The quince branches spend part of the day on the dining room table and then the nights out on the porch because Pounce is a little too fond of water.  He would tip the whole container over to get some in the night.  The buds are swelling slowly.

Number of Pounds Gone in 2009

29 Jan

Yeah, I know Angela has been hogging attention with her incredible adventures getting to athletic Wolverine status.

But let it be known that I, too, got rid of quite a bit of poundage this past year.

It just was not on me.

It was in my house.

Most of what I ditched were books and periodicals and paper.  But there were  a few folding chairs and clothes in there, too.

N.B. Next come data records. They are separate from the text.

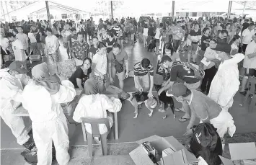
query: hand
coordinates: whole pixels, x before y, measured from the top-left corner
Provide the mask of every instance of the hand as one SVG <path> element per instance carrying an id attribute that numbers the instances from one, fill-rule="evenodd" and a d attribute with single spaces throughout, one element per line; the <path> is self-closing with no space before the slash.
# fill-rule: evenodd
<path id="1" fill-rule="evenodd" d="M 143 88 L 142 88 L 141 86 L 140 86 L 140 87 L 138 88 L 138 91 L 139 91 L 140 92 L 143 92 Z"/>
<path id="2" fill-rule="evenodd" d="M 193 130 L 192 129 L 190 129 L 190 130 L 187 130 L 187 132 L 185 132 L 184 134 L 183 134 L 183 135 L 186 135 L 186 136 L 190 136 L 190 135 L 193 135 Z"/>
<path id="3" fill-rule="evenodd" d="M 148 97 L 149 99 L 153 99 L 153 94 L 152 94 L 152 92 L 149 92 L 149 94 L 148 94 Z"/>
<path id="4" fill-rule="evenodd" d="M 160 96 L 160 94 L 162 94 L 162 92 L 163 92 L 163 89 L 160 89 L 159 91 L 158 91 L 158 95 Z"/>
<path id="5" fill-rule="evenodd" d="M 191 130 L 193 128 L 193 125 L 191 125 L 190 123 L 188 124 L 187 127 L 187 132 L 190 130 Z"/>
<path id="6" fill-rule="evenodd" d="M 110 78 L 110 81 L 111 84 L 114 83 L 114 80 L 113 80 L 113 79 L 112 77 Z"/>
<path id="7" fill-rule="evenodd" d="M 100 76 L 100 79 L 104 79 L 104 76 L 102 73 L 99 73 L 99 76 Z"/>

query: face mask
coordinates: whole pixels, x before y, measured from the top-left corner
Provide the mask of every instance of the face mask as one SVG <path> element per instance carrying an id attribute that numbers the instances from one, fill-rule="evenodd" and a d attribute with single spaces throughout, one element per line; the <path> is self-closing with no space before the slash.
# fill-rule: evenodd
<path id="1" fill-rule="evenodd" d="M 164 68 L 168 68 L 168 66 L 167 66 L 167 64 L 166 64 L 165 63 L 163 63 L 163 66 L 164 67 Z"/>

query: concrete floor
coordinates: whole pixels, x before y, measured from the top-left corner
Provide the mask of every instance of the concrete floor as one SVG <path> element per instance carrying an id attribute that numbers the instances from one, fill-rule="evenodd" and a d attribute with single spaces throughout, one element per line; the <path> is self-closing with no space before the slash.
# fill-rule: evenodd
<path id="1" fill-rule="evenodd" d="M 146 48 L 144 48 L 142 43 L 137 43 L 135 46 L 125 44 L 125 50 L 129 56 L 129 70 L 132 70 L 133 65 L 141 61 L 144 58 L 148 58 L 151 63 L 154 66 L 156 66 L 156 55 L 153 53 L 149 53 L 146 50 Z M 161 80 L 157 79 L 155 79 L 155 81 L 161 81 Z M 118 86 L 118 82 L 115 82 L 117 86 Z M 124 90 L 126 92 L 134 91 L 134 82 L 133 78 L 128 78 L 125 80 Z M 156 96 L 157 94 L 156 92 L 154 92 L 154 94 Z M 241 104 L 242 104 L 243 98 L 244 97 L 242 95 L 239 93 L 237 94 L 234 97 L 233 107 L 229 110 L 234 117 L 237 126 L 237 133 L 244 133 L 256 132 L 256 110 L 249 113 L 247 105 L 242 107 Z M 180 106 L 180 104 L 175 102 L 175 107 Z M 112 135 L 110 135 L 108 143 L 134 142 L 153 135 L 157 135 L 159 136 L 173 135 L 175 138 L 182 137 L 182 134 L 185 133 L 187 122 L 181 123 L 177 119 L 174 119 L 171 112 L 169 112 L 169 117 L 167 119 L 163 120 L 163 115 L 161 112 L 158 112 L 156 110 L 154 112 L 153 116 L 149 117 L 147 115 L 149 110 L 145 107 L 143 107 L 139 111 L 138 118 L 133 119 L 133 107 L 129 102 L 125 102 L 121 111 L 118 112 L 119 140 L 114 140 Z M 181 117 L 182 115 L 183 115 L 182 113 L 177 113 L 177 117 Z M 28 125 L 29 120 L 27 117 L 24 118 L 26 125 Z M 81 125 L 77 126 L 70 125 L 69 125 L 69 128 L 70 132 L 70 145 L 71 146 L 81 146 L 86 144 L 83 141 Z M 9 162 L 8 161 L 1 161 L 1 164 L 24 164 L 24 163 L 21 163 L 19 160 L 20 159 L 22 159 L 22 157 L 19 156 L 19 153 L 22 151 L 22 146 L 20 146 L 17 143 L 15 138 L 12 134 L 11 130 L 1 119 L 1 156 L 5 156 L 4 158 L 6 159 L 4 159 L 5 161 L 9 159 L 13 160 L 12 164 L 7 163 Z M 94 163 L 91 164 L 101 164 L 97 163 L 102 161 L 100 159 L 105 159 L 105 157 L 94 160 Z M 122 159 L 123 162 L 124 162 L 124 160 L 126 160 L 127 162 L 131 161 L 129 156 L 125 156 L 123 159 Z M 110 162 L 110 164 L 120 164 L 118 163 L 118 158 L 114 159 L 117 160 L 117 164 Z M 89 162 L 74 164 L 89 164 L 87 163 Z M 92 163 L 92 161 L 90 161 L 90 163 Z M 122 164 L 123 164 L 122 163 Z"/>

And yes, I kept track.

Grand total for the year: 473.25 pounds of stuff exited our door.  That is a conservative estimate.  I did not count the mail we threw away, or the trash, daily and weekly stuff like that.  This is stuff I had held onto, some of it for decades.

So yay for me.

January of last year I threw away 45 pounds.  This year so far only 13.

Got to get to work.

Back on My Feet

1 Oct

The train arrived home six hours late a week ago Monday.  I then caught the nasty cold the girl caught from Uberimma’s son # 2 and felt like a steer who had been hit in the head with a hammer all the rest of the week.  My mother came to visit–yay!–and stayed two nights while she attended a reunion event during the day.  She brought lots peaches.  Eight friends whom we have not seen for ever so long also came for supper one night while Mom was here, and then to stay after she left. Lots and lots of cooking.  We are so happy to have them here!  Oh, and I worked a short part-time job last week also at a friends’ request.  It was very icky work packing up an incredibly overstuffed, filthy apartment for a man who is quite ill.  She is helping take care of him, though I doubt he sees it that way.

Now that job is done, the cold is mostly vanquished.  Still no hard frost so I am using lots out of the garden to cook very large suppers.  Just need more sleep.